Lebih parahnya lagi, mereka tidak segan-segan memanfaatkan hubungan dengan pihak tertentu untuk mendapatkan keuntungan, bahkan di luar batas aturan. Tindakan seperti ini menunjukkan bahwa mereka tidak memiliki komitmen terhadap transparansi atau keadilan. Mereka hanya peduli pada satu hal: kemenangan. Dengan strategi kotor ini, mereka telah merusak kepercayaan mahasiswa terhadap proses Pemira. Mereka mungkin berpikir bahwa cara apapun sah dilakukan demi mencapai tujuan, tetapi apa artinya kemenangan jika diperoleh dengan mengorbankan integritas?
Fenomena ini sangat merusak semangat demokrasi di kampus. Ketika politik praktis digunakan, Pemira berubah menjadi ajang perebutan kekuasaan semata, bukan lagi tentang siapa yang memiliki gagasan terbaik untuk kemajuan mahasiswa.
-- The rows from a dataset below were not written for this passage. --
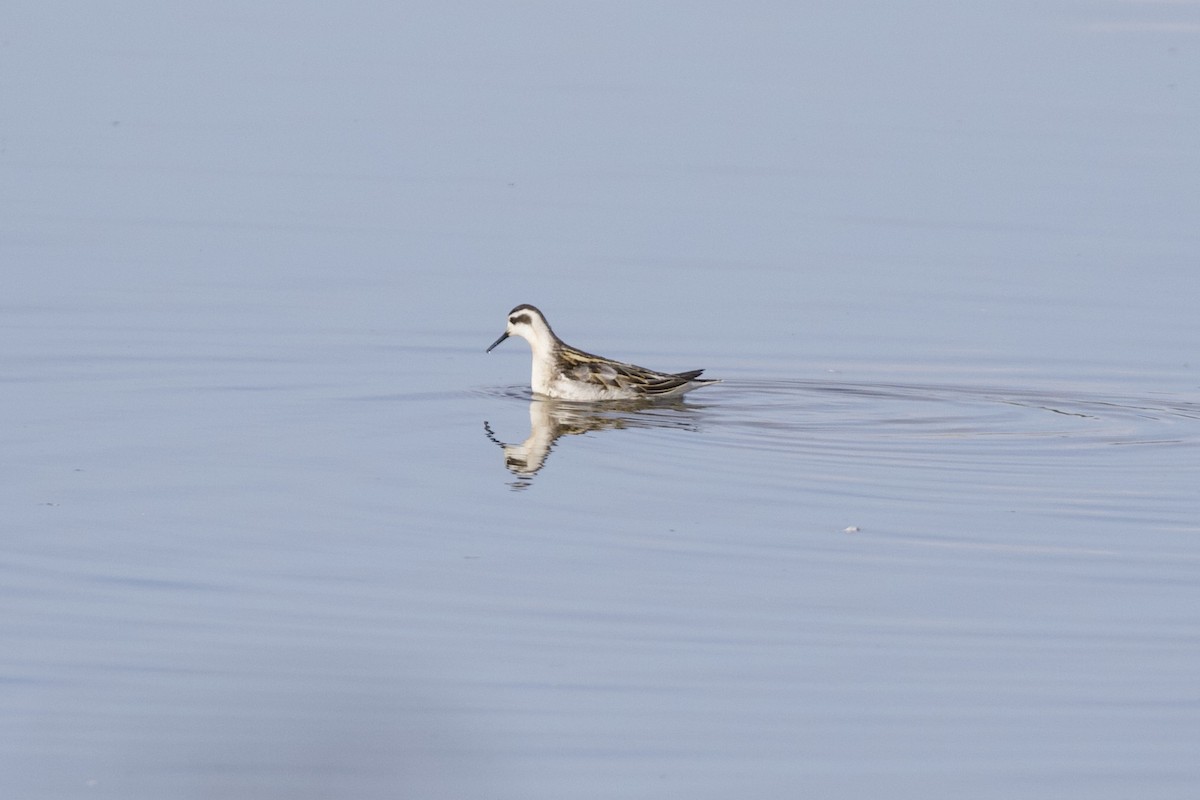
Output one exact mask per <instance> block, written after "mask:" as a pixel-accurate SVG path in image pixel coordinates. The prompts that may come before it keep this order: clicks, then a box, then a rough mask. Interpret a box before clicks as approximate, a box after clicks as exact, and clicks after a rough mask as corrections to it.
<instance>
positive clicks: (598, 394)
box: [486, 305, 720, 402]
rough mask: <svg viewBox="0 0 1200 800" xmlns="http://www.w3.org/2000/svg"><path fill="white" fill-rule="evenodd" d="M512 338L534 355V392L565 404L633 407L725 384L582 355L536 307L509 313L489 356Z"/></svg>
mask: <svg viewBox="0 0 1200 800" xmlns="http://www.w3.org/2000/svg"><path fill="white" fill-rule="evenodd" d="M510 336H520V337H521V338H523V339H524V341H526V342H528V343H529V348H530V349H532V350H533V377H532V384H533V391H534V392H535V393H538V395H541V396H544V397H552V398H554V399H565V401H584V402H590V401H629V399H660V398H666V397H678V396H679V395H683V393H684V392H690V391H691V390H694V389H700V387H701V386H708V385H710V384H718V383H720V381H719V380H710V379H702V378H701V377H700V374H701V373H702V372H704V371H703V369H692V371H690V372H676V373H668V372H655V371H653V369H647V368H646V367H638V366H637V365H632V363H623V362H620V361H613V360H612V359H605V357H604V356H599V355H592V354H590V353H584V351H583V350H577V349H575V348H572V347H571V345H570V344H566V343H565V342H563V339H560V338H558V336H556V335H554V331H553V330H552V329H551V327H550V323H547V321H546V317H545V315H544V314H542V313H541V312H540V311H538V309H536V308H535V307H534V306H529V305H521V306H517V307H516V308H514V309H512V311H510V312H509V321H508V326H506V327H505V329H504V333H502V335H500V338H498V339H496V341H494V342H492V345H491V347H490V348H487V350H486V353H491V351H492V350H493V349H494V348H496V345H498V344H499V343H500V342H503V341H504V339H506V338H509V337H510Z"/></svg>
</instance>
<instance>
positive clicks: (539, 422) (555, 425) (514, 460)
mask: <svg viewBox="0 0 1200 800" xmlns="http://www.w3.org/2000/svg"><path fill="white" fill-rule="evenodd" d="M697 408H698V407H696V405H690V404H688V403H686V402H684V401H682V399H678V401H674V402H673V403H662V402H658V403H652V402H634V401H630V402H622V403H604V404H598V403H570V402H564V401H553V399H533V401H529V435H528V437H527V438H526V440H524V441H522V443H521V444H506V443H504V441H500V439H498V438H497V437H496V433H494V432H493V431H492V426H491V425H488V422H487V421H486V420H485V421H484V432H485V433H486V434H487V438H488V439H491V440H492V441H494V443H496V444H497V445H499V446H500V447H502V449H503V450H504V465H505V467H506V468H508V470H509V471H510V473H512V474H514V475H516V476H517V480H516V481H515V482H514V483H511V486H512V488H515V489H524V488H528V487H529V486H532V483H533V477H534V475H536V474H538V473H539V471H540V470H541V468H542V467H545V464H546V458H548V457H550V451H551V450H553V447H554V444H556V443H557V441H558V439H559V437H564V435H575V434H580V433H593V432H595V431H614V429H623V428H683V429H686V431H695V429H696V422H695V411H696V409H697Z"/></svg>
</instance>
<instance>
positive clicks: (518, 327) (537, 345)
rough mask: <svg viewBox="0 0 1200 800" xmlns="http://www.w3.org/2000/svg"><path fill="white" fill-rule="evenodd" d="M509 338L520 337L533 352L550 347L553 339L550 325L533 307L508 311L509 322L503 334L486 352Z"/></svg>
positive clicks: (529, 307) (541, 315) (545, 319)
mask: <svg viewBox="0 0 1200 800" xmlns="http://www.w3.org/2000/svg"><path fill="white" fill-rule="evenodd" d="M510 336H520V337H521V338H523V339H524V341H526V342H528V343H529V345H530V347H533V348H534V349H535V350H536V349H538V348H541V347H545V345H550V344H551V343H553V339H554V335H553V333H552V332H551V330H550V325H548V324H547V323H546V318H545V317H542V315H541V312H540V311H538V309H536V308H534V307H533V306H517V307H516V308H514V309H512V311H510V312H509V321H508V325H506V326H505V329H504V333H503V335H500V338H498V339H496V341H494V342H492V345H491V347H490V348H487V350H486V351H487V353H491V351H492V348H494V347H496V345H498V344H499V343H500V342H503V341H504V339H506V338H509V337H510Z"/></svg>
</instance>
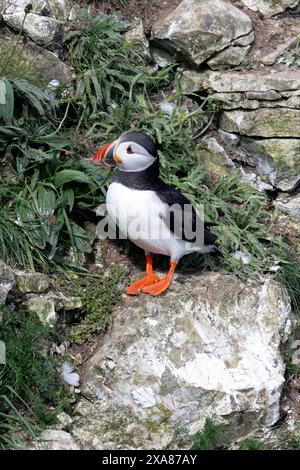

Paslon yang menggunakan cara ini sering kali menghalalkan segala cara, seperti memanfaatkan koneksi dengan pihak tertentu untuk mendapatkan keuntungan tidak adil, menyebarkan isu-isu negatif tanpa dasar. Cara-cara seperti ini tidak hanya mencerminkan kurangnya integritas, tetapi juga menunjukkan bahwa paslon tersebut sebenarnya tidak percaya diri dengan kualitas mereka sendiri.
Mahasiswa sebagai pemilih juga harus waspada terhadap paslon yang menggunakan cara-cara curang. Jika sejak awal mereka sudah menunjukkan perilaku tidak jujur, bagaimana kita bisa percaya bahwa mereka akan memimpin dengan transparansi dan keadilan? Paslon yang bermain kotor hanya memperlihatkan bahwa tujuan utama mereka bukanlah memperjuangkan kepentingan mahasiswa, melainkan kepentingan pribadi atau kelompoknya.
Kita perlu mengingat bahwa Pemira bukan sekadar tentang siapa yang menang, tetapi juga tentang bagaimana prosesnya mencerminkan nilai-nilai yang kita junjung bersama sebagai mahasiswa. Ketika politik kampus sudah dirusak oleh praktik curang dan politik praktis, maka kita semua yang akan kehilangan. Kepercayaan terhadap sistem Pemira akan menurun, partisipasi mahasiswa akan semakin berkurang, dan akhirnya, demokrasi kampus akan kehilangan maknanya.
Kritik ini bukan hanya ditujukan kepada paslon yang menggunakan cara-cara kotor, tetapi juga kepada kita semua sebagai mahasiswa. Jangan mudah terpengaruh oleh janji manis atau kampanye negatif. Pilihlah berdasarkan visi, misi, dan rekam jejak yang jelas, bukan sekadar popularitas atau kekuatan kelompok. Dan jika kita melihat kecurangan atau praktik tidak etis, jangan diam. Suarakan, laporkan, dan tuntut agar Pemira kembali menjadi proses yang adil dan bermartabat.
Pada akhirnya, demokrasi kampus adalah tanggung jawab bersama. Paslon yang curang dan mengandalkan politik praktis mungkin bisa menang sekali, tetapi mereka tidak akan pernah bisa memenangkan hati mahasiswa yang sadar dan kritis. Jadi, mari kita jaga Pemira tetap bersih, adil, dan berorientasi pada kepentingan bersama. Karena masa depan politik kampus ada di tangan kita.